Colorectal cancer (CRC) is among the most prevalent cancers globally and is associated with a high mortality rate, particularly in advanced stages. In the realm of drug discovery, the use of innovative and highly translational pre-clinical CRC models is essential. Currently, the most relevant in vitro tumor approaches are three dimensional (3D) models. However, most 3D models of solid tumors are based either on synthetic materials or animal-derived commercial hydrogels, which fail to accurately mimic the biology of native tissues and originate from non-human sources. In contrast, hydrogels derived from human decellularized extracellular matrix (ECM) retain signaling cues from native tissue and represent a bioactive mechanical structure that can foster tumor cell growth in a tissue-specific 3D in vitro environment. Here, we demonstrated that patient-derived decellularized colon ECM can be processed into a hydrogel, producing the CologEM. CologEM formulation process preserved key ECM proteins, such as collagens, glycosaminoglycans and secreted bioactive molecules belonging to the family of cytokine, chemokine, interleukin, growth factors and ECM-remodeling enzyme.
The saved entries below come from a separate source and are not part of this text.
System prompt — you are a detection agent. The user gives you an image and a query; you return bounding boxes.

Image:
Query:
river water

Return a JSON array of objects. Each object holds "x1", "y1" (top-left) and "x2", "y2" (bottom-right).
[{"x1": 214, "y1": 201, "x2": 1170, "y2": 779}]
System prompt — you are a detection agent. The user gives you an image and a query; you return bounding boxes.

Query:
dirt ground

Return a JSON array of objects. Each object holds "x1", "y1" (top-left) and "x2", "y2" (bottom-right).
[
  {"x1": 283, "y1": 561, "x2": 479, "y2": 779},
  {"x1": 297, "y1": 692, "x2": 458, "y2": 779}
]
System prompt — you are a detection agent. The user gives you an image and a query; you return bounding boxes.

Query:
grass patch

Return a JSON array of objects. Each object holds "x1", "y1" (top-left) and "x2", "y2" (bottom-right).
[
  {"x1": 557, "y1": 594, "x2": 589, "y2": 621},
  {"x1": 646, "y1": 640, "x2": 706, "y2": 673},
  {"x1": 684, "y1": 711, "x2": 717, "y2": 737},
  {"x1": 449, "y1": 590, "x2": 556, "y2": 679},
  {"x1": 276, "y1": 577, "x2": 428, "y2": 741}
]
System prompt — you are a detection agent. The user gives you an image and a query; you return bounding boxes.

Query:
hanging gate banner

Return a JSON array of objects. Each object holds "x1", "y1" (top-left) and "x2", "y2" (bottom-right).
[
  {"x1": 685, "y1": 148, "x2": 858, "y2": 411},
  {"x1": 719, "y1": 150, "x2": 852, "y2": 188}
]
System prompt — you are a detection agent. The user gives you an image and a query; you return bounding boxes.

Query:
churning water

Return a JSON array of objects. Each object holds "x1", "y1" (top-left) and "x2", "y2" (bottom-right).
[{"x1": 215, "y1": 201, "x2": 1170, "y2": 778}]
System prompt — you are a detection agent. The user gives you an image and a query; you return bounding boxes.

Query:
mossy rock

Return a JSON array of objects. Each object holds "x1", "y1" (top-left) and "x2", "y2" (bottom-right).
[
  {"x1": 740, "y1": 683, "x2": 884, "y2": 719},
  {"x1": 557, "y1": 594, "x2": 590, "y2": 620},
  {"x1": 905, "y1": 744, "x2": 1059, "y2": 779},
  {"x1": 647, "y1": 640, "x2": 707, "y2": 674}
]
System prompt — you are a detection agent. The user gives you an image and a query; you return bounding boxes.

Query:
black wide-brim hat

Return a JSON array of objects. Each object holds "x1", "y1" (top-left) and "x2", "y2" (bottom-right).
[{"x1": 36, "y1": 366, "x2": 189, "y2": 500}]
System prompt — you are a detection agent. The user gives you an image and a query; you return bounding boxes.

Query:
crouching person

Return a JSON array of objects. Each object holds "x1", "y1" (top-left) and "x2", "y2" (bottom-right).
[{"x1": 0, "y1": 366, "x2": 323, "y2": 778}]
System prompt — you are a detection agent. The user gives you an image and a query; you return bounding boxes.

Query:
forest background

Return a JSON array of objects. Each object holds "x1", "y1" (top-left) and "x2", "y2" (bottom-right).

CologEM displayed a fibrous ultrastructure with interconnected pores, with notable differences observed between 1 % and 3 % (w/v) CologEM. Both 1 % and 3 % CologEM showed good biocompatibility, with 3 % CologEM demonstrating a higher propensity to induce a mesenchymal phenotype and resistance to antitumor drugs. In conclusion, CologEM is a suitable scaffold for 3D CRC models as it replicates critical characteristics of the tumor microenvironment. This model holds promise for facilitating the discovery and development of chemotropic drugs for cancer treatment.